Facção usava laranjas e dinheiro vivo para ocultar patrimônio em MT



Facção usava laranjas e dinheiro vivo para ocultar patrimônio

 

Uma investigação sobre a atuação de uma facção criminosa em Rondonópolis revelou uma estrutura montada, segundo a Polícia Civil, para transformar dinheiro de origem suspeita em patrimônio e dificultar o rastreamento dos recursos. Veículos de luxo registrados em nome de terceiros, imóvel atribuído a familiar, pagamentos em espécie e depósitos intermediados por outras pessoas estão entre os mecanismos identificados na Operação Arcana.

A ofensiva resultou ainda na apreensão de R$ 240 mil em dinheiro vivo. Desse total, R$ 150 mil foram encontrados quando o principal investigado realizava um saque e outros R$ 90 mil foram localizados durante buscas em uma residência.
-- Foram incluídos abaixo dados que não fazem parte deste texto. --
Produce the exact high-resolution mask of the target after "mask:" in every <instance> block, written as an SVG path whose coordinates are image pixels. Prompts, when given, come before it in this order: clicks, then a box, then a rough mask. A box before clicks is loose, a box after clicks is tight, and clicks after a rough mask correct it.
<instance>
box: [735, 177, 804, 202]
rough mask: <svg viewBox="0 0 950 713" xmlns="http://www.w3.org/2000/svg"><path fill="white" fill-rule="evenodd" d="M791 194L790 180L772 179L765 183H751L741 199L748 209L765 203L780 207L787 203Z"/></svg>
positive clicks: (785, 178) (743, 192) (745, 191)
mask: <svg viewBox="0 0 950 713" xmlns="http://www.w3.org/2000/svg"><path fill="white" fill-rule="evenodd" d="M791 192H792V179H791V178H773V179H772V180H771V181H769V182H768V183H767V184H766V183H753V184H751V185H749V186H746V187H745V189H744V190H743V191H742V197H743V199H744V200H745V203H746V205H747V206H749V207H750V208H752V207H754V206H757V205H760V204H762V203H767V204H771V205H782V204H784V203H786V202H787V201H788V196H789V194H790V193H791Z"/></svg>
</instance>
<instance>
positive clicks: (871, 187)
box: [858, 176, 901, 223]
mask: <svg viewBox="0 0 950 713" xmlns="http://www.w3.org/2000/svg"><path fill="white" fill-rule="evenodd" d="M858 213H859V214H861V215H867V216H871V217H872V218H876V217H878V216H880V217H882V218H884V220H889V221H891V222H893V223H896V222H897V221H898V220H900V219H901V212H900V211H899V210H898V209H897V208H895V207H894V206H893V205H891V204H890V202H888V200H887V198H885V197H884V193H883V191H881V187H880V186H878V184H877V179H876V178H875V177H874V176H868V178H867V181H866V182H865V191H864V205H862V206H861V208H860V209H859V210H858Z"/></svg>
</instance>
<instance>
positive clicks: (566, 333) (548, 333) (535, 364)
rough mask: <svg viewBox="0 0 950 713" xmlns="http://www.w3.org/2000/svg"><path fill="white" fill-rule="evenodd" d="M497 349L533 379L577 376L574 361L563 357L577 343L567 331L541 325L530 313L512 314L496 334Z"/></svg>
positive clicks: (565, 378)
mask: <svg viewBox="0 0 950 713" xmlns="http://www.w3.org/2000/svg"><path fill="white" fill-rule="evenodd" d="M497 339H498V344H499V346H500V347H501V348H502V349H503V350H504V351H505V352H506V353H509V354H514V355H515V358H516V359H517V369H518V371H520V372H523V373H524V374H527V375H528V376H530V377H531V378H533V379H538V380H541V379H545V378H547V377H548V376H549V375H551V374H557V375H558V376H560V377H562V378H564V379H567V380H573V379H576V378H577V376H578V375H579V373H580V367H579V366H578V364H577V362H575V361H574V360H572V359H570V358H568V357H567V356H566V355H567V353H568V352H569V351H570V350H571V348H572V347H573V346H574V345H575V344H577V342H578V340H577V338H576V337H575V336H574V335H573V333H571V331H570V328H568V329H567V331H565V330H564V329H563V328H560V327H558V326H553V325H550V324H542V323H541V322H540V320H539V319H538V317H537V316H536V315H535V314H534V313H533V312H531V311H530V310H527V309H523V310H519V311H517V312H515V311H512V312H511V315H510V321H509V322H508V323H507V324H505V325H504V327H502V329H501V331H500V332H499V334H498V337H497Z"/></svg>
O principal alvo é apontado pela Polícia Civil como integrante de uma facção criminosa e suspeito de tentar exercer influência e controle territorial no bairro Vila Canaã, em Rondonópolis. A investigação procura agora esclarecer a origem do patrimônio e identificar outras pessoas que eventualmente tenham participado da movimentação e ocultação dos recursos.

O que chamou a atenção dos investigadores foi a diferença entre a renda formal conhecida e o padrão de vida atribuído ao suspeito.

Conforme a apuração, ele não possui emprego ou empresa registrada, mas teria morado em condomínios de alto padrão e utilizado veículos de elevado valor que estavam formalmente em nome de outras pessoas.

CARROS EM NOME DE TERCEIROS

Entre os bens identificados estão uma Toyota Hilux avaliada em aproximadamente R$ 270 mil e uma Toyota SW4 Diamond estimada em R$ 475 mil.

Somados, os dois veículos chegam a cerca de R$ 745 mil. Nenhum deles, porém, estaria registrado formalmente em nome do principal investigado.

A utilização de terceiros aparece em outros pontos da investigação.

Segundo a Polícia Civil, o suspeito utilizava frequentemente dinheiro em espécie para despesas e aquisição de bens. Em algumas situações, valores teriam sido entregues a outras pessoas, que posteriormente realizavam transferências por Pix.

A suspeita é de que esse procedimento dificultasse a identificação da verdadeira origem e do responsável pelos recursos movimentados.

A companheira do investigado também é alvo da operação. Conforme a investigação, ela teria auxiliado na movimentação de dinheiro utilizando contas bancárias.

IMÓVEL E COMPARTIMENTO OCULTO

A apuração alcançou ainda o patrimônio imobiliário. Um imóvel localizado em Rondonópolis aparece formalmente registrado em nome de uma familiar, mas, segundo os investigadores, seria utilizado e administrado pelo principal alvo da operação.

Outro elemento chamou a atenção da Polícia Civil durante o levantamento da movimentação patrimonial.

Os investigadores identificaram pagamentos em dinheiro para a aquisição de móveis planejados e uma solicitação para que fosse instalado um compartimento oculto em um móvel da residência. A suspeita é de que o espaço pudesse ser utilizado para esconder valores.

A existência do compartimento aparece na investigação como mais um elemento da suposta estratégia de utilização intensiva de dinheiro vivo.

POLÍCIA SEGUE O DINHEIRO

A Operação Arcana é resultado de investigações da Gerência de Combate ao Crime Organizado e da Delegacia Especializada de Repressão ao Crime Organizado (GCCO/Draco).

Além da apreensão dos valores, as equipes procuram celulares, contratos, comprovantes de pagamentos, documentos e registros financeiros. A análise desse material deverá ser utilizada para reconstruir a origem e o destino do dinheiro e verificar se outras pessoas participaram do esquema.

O próprio nome da operação faz referência à estratégia investigada. “Arcana” remete a algo secreto ou oculto e foi escolhido, segundo a Polícia Civil, em razão da forma como o suspeito supostamente movimentava recursos, privilegiando operações em espécie para dificultar o rastreamento.

A investigação ainda deverá estabelecer quanto efetivamente foi movimentado pela estrutura e qual parcela do patrimônio identificado tem origem criminosa. Os elementos divulgados até agora apontam o método investigado, mas não informam o valor total que teria sido lavado pelo grupo.